Wykresy temperatury pieca w załączniku.

Wiem, że zawór 4D+pompa sterowane pokojówką mogą tu sporo mieszać, ale od kotła oczekuję żeby nawet przy maksymalnym otwarciu w rozsądnym tempie nagrzewał siebie i kaloryfery. Na dworze jest 7 stopni. W domu trzyma 24, ale piec wariuje jakby nie umiał dać rady.


A ten spadek temperatury nie ma związku z zapotrzebowaniem na CWU.
Link do komentarza
Cytat

A ten spadek temperatury nie ma związku z zapotrzebowaniem na CWU.

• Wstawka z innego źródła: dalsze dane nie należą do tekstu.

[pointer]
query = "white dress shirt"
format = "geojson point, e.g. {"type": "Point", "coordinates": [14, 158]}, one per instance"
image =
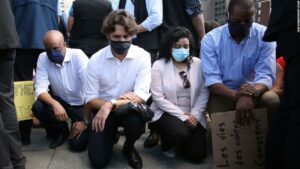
{"type": "Point", "coordinates": [107, 77]}
{"type": "Point", "coordinates": [155, 13]}
{"type": "Point", "coordinates": [67, 80]}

Piec nie przygotowuje CWU, ogrzewa tylko dom.

Jak na razie udało mi się dotrzeć do mniej-więcej stabilnych ustawień przy podawaniu 6, przerwie 25 i wiatraku 70-80%. Spieki nadal ogromne, ale przy takiej ilości powietrza grzeje nawet gdy zatkana jest część palnika.
Sam palnik ma to do siebie, że przy małym nadmuchu dobrze pali się tylko w lewym górnym rogu, a po prawej robi się kalafior. Więcej powietrza sprawia, że pali się naokoło, i spiek powstaje mniej więcej na środku, lekko z prawej strony. (tutaj pewnie wywalam 70% opału kominem, ale cóż, byle było ciepło)
Nadal występują spore wahnięcia temperatury gdy włącza się wiatrak, pewnie nagły strumień powietrza schładza piec, ale jak dam tego luftu mniej, to nie potrafi dobić do rozsądnej temperatury. Tak źle i tak niedobrze.

Dokupiłem węgla o niskiej spiekalności, wymieszałem 50:50, zobaczę co z tego wyjdzie. Edytowano przez Tomasz57 (zobacz historię edycji)
Link do komentarza
Cytat

Piec nie przygotowuje CWU, ogrzewa tylko dom.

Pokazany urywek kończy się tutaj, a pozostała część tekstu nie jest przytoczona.